Matrice ACT et trauma

Jean est venu me consulter pour des difficultés professionnelles. Il vient de perdre son emploi après un accrochage avec son patron. Il ne se reconnait plus, se met souvent en colère – même avec ses enfants et sa femme, ce qu’il ne faisait pas auparavant. Très vite, il mentionne des évènements difficiles vécus il y a plus de 20 ans lors d’un séjour humanitaire en Asie. Aujourd’hui encore, dès qu’il entend un hélicoptère, il se replie. Son cœur accélère et il a des sueurs froides. À peine l’évoque-t-il qu’il se referme et déclare qu’il ne veut pas en parler.
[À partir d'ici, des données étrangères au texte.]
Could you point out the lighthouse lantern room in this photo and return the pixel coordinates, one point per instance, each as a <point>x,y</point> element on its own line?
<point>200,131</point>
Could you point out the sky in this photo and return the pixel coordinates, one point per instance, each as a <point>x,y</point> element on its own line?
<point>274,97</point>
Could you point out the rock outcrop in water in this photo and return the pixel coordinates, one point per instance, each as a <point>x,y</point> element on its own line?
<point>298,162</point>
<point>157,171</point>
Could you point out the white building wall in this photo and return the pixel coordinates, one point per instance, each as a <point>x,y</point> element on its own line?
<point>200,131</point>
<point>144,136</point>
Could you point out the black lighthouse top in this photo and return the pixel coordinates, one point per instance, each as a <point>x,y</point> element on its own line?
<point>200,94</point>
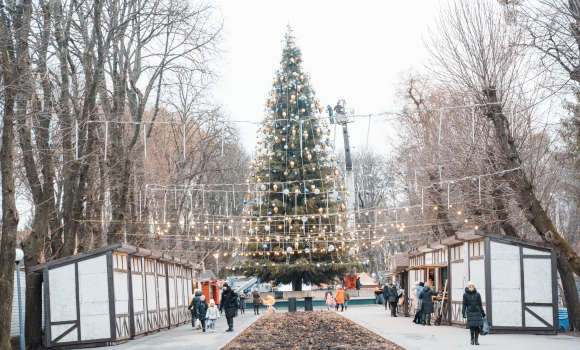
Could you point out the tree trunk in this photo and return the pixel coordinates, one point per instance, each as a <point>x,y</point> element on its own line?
<point>9,219</point>
<point>568,260</point>
<point>297,284</point>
Comme de nombreuses personnes, Jean a vécu des évènements traumatiques, et comme 10 à 20 % de ces personnes, il souffre d’un stress post-traumatique. En cherchant à éviter ce qui lui rappelle son trauma : bruits, lieux, etc., sa vie s’est rétrécie et vidée de son sens.

Il se retrouve prisonnier du cercle vicieux de l’évitement.
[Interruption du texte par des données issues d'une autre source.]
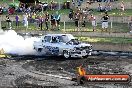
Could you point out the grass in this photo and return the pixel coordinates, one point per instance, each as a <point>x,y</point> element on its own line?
<point>70,26</point>
<point>113,40</point>
<point>115,12</point>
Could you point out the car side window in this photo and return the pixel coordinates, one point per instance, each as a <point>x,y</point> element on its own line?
<point>47,38</point>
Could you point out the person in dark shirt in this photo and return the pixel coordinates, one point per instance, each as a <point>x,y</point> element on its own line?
<point>46,20</point>
<point>105,19</point>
L’exposition aux souvenirs traumatiques constitue un traitement efficace qui peut réduire la détresse causée par les souvenirs. Toutefois, certaines personnes refusent l’exposition. Comme Jean, elles peuvent même refuser de parler de leurs traumatismes.
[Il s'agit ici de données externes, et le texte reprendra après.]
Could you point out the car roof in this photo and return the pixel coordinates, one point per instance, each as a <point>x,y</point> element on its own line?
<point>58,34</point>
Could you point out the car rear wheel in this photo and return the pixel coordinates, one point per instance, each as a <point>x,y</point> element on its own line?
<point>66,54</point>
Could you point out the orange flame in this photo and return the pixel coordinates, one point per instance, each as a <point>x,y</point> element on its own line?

Pourtant, de nombreuses personnes ont des souvenirs traumatiques souffrants qui ne les empêchent pas de fonctionner. Pourquoi alors certain développent un syndrome de stress post-traumatique? De la perspective de l’ACT, le problème de Jean, était la manière dont il interagissait avec ses souvenirs et autres expériences intérieures. Avec l’ACT, j’ai pu lui proposer une manière bienveillante d’assouplir sa relation avec ses souvenirs traumatiques. Le cœur de notre travail fut d’aider Jean à retrouver la possibilité de choisir y compris de parler ou non de ses souvenirs traumatiques.

J’ai d’abord invité Jean à trier ses expériences et comportements dans la matrice ACT. En bas à gauche, ce qui lui était douloureux. Il y a placé la colère ainsi que ses souvenirs traumatiques. En haut à gauche, ce qu’il faisait en réaction à ces pensées et ressentis. Il y a inscrit : « Me mettre en colère » et « M’isoler et me montrer irritable avec mes enfants et mon épouse ». Quand nous nous sommes tournés vers la droite de sa matrice — les personnes et choses importantes pour lui — Jean a inscrit : mon épouse, mes enfants, moi-même, aider les autres, et contribuer à la société par mon travail. Rapidement, Jean a reconnu ses hameçons : les pensées, émotions et souvenirs qui apparaissent en bas à gauche et nous entraine à agir différemment de la personne que nous voudrions être.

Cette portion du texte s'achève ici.